Studies that consider the affect of mind-body factors on health always find that they have more influence than genes, diet, or exercise. This is revealed despite the fact that science hardly knows how to study mind-body factors. In the first place, it’s not fashionable to study them, so there’s little money offered to encourage such exploration. Then there’s the "not quantifiable" problem: how do you count something that seems so unscientifically vague when compared to counting servings of fruits and vegetables or sequencing DNA? And the worst part for someone trying to write a research proposal: what exactly are you trying to count, anyway? Since science doesn’t understand the mind-body connection, they can’t figure out what the active ingredient is that they are stalking. If you can’t come up with a hypothesis to investigate, how can you do a study?
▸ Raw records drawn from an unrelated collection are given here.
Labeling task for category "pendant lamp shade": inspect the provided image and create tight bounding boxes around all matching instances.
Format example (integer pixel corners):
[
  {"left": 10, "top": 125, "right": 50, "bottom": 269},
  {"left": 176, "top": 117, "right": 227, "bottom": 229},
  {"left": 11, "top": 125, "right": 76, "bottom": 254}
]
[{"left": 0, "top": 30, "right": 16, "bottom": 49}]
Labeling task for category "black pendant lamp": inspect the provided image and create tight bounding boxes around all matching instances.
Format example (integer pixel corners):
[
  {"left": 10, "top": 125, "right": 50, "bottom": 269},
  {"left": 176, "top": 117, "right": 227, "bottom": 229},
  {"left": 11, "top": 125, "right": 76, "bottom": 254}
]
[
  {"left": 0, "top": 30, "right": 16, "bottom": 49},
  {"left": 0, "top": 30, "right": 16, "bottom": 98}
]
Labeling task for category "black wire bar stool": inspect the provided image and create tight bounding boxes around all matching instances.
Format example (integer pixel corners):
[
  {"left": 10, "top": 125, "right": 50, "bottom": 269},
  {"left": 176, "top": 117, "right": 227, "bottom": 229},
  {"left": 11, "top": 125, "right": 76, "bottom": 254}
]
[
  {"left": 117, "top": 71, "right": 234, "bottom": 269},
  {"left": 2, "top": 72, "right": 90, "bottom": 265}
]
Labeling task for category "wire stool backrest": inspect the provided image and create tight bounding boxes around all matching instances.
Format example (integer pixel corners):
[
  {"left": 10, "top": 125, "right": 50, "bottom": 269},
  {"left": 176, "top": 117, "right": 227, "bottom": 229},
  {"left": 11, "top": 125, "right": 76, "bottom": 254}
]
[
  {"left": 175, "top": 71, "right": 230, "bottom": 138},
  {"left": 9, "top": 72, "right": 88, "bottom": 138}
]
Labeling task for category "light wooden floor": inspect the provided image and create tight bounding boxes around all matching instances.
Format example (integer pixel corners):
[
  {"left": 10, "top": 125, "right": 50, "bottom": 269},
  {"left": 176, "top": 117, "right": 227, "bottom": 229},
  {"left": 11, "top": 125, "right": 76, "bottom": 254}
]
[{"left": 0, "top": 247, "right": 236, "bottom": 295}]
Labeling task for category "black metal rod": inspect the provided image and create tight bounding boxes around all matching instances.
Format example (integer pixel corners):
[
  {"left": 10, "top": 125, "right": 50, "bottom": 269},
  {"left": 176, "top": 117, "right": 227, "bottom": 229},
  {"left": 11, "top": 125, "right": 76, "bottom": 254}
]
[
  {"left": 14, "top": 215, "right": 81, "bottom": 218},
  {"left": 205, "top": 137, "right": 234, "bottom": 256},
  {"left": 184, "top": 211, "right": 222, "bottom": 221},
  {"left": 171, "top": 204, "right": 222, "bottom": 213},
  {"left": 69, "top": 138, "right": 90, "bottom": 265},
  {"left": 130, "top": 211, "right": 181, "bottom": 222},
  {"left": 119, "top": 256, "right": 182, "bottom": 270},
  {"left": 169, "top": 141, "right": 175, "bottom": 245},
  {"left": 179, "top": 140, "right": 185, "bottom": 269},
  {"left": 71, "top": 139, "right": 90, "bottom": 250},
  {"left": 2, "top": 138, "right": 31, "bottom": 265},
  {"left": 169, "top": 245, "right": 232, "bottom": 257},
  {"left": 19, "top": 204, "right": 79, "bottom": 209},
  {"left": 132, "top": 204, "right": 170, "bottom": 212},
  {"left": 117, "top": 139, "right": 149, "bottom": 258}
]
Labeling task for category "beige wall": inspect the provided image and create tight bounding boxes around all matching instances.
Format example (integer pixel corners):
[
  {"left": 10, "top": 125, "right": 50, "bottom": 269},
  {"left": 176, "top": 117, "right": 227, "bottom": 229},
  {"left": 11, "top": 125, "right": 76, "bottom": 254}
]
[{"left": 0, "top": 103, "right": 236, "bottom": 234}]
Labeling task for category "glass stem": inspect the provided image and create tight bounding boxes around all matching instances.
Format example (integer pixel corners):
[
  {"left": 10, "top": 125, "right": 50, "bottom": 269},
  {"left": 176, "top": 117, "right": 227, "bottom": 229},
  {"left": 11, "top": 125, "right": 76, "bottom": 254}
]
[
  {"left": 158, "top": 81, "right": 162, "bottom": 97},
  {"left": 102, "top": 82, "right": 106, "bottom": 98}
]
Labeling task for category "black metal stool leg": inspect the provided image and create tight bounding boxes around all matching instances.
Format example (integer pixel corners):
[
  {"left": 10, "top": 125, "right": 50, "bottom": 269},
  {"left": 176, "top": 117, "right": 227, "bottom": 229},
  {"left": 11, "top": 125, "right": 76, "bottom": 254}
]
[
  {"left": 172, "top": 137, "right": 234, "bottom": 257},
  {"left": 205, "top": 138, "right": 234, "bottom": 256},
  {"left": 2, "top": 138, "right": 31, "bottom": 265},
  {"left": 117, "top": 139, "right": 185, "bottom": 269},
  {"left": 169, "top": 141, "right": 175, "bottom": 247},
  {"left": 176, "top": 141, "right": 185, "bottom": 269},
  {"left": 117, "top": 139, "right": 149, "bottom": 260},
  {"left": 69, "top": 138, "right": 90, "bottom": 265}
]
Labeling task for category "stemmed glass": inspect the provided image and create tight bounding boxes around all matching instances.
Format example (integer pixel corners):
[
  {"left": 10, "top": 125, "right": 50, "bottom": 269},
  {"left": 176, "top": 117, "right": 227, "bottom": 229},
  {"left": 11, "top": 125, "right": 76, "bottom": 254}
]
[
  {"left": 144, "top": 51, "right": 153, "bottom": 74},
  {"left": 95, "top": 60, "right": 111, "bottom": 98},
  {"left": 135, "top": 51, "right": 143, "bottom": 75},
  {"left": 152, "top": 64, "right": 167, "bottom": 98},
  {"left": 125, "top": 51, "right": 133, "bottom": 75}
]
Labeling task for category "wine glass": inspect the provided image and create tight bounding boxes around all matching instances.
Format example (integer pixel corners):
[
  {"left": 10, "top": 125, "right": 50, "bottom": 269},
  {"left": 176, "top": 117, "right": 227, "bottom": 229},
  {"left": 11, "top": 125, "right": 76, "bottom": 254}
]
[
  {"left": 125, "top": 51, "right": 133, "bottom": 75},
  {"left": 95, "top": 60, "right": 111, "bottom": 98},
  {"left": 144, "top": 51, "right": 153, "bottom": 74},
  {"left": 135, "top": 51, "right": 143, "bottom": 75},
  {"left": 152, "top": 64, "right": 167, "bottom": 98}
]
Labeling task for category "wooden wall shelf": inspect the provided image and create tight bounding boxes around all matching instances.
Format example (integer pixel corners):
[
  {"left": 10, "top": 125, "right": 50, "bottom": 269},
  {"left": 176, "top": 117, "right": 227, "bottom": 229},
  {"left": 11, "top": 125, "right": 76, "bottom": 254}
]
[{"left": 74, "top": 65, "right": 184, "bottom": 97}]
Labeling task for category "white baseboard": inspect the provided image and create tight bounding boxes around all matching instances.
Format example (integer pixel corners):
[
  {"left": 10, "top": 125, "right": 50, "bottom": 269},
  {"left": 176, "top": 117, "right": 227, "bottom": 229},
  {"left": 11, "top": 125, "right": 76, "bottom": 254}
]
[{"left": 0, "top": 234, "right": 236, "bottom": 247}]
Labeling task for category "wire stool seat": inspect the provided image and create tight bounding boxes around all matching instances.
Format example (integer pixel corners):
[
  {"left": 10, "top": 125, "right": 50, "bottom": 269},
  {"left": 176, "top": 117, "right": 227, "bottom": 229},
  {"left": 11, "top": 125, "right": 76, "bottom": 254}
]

Genetic theory has everything mind-body theories lack. It’s sexy because it’s so cutting edge and technical. That and the fashionable factor add up to easy grant money for studies. It’s definitely quantifiable—just let the computer compare DNA until it finds uncommon matches. And even though researchers don’t have a clue what they’re looking for or seeing, genetic theory says that whatever they find in the way of unusual matching sequences is what they were looking for.
Research that concludes genes are the key to health and long life springs from and feeds the cultural assumption that health, like winning the lottery, is a matter of chance: you either inherited the good stuff or you didn’t. According to this view of life, health is not in your hands, it is in the hands of fate. This dovetails perfectly with the scientific worldview that we live in a meaningless universe ruled by chance. That belief, by the way, is not health promoting.
The most intriguing aspect of the news story about a possible genetic link to longevity can be found in this comment: "The differing lifestyles and unpredictable fates of older people have created a mystery for those seeking to understand what makes for a long life. Some seniors have kept meticulously healthy lives and then died in their 70s of natural causes. Others eat without caution, drink, smoke, never exercise, but live to 100."
To the student of mind-body health, this is not a mystery; it is part of the answer. The source of the fountain of aging well is not to be found by adding up the details of a life or by decoding our DNA. Longevity is not the result of a genetic crapshoot, nor is it the product of a lifetime dedicated to following health rules. The mind-body perspective on longevity only keeps two letters of the AGING acronym: Attitude and Interests. With that information, there’s no need to wait for science to cook up some fancy anti-aging therapy. You’ve already got the recipe.